The Government Inspector


Tuminas is not afraid of time in the theatre. He does not fight it. He creates a very precise production, by giving the actors the time to ‘act out’ everything, which gives a vividness to their characters. Every character in the Lithuanian Government Inspector is a stroke of genius. The production from Vilnius is a lesson in European theatre, teaching us to think simply and wisely, and to create great things.

Zycie Warszawy

I do not know an actor in Polish theatre who is as gifted with such physical expression as Arūnas Sakalauskas. Even before he talks, his gestures tell us what and how. Sakalauskas cannot lie: his body would betray him. He lies, however, because he is an actor. He lies convincingly, and this is the most charming thing. The essence of true lies or apparent truth: this is his role in The Government Inspector directed by Rimas Tuminas.

Gazeta Wyborcza


This is a miracle performance, in all respects. The greatest pleasure is given by perfect acting.

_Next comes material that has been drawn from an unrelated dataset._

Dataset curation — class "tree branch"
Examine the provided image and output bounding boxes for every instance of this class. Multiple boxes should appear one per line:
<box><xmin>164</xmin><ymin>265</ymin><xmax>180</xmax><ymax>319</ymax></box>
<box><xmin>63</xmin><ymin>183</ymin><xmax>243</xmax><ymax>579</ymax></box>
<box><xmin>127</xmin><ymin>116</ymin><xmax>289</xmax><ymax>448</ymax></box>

However, the real cause of the miracle of The Government Inspector lies in the director’s unexpected idea, his original interpretation.

Lietuvos rytas


After rocking with laughter at first, you eventually start giggling with more restraint, until you finally understand not only that, according to Gorodnich, you are laughing at yourself, but also that everything is sad, not funny.

7 meno dienos


In The Government Inspector, as in other productions by Tuminas, it is difficult to feel that slippery, almost invisible, boundary between the funny and the tragic, between the real and the mystical. A joke often turns out to be the truth. A monologue which starts loudly, becomes intimate in the end. And rage turns to calm in a second. This requires the greatest skill in acting, and the actors cope perfectly with the tasks set out by the director: they act lightly and recklessly.

Nezavisimaya gazeta


I do not know how Rimas Tuminas manages to interpret a play that is burdened with abundant performing traditions and clichés through the eyes of a naive and curious first-former. He reads it, and is surprised, as if he has just heard it all for the first time.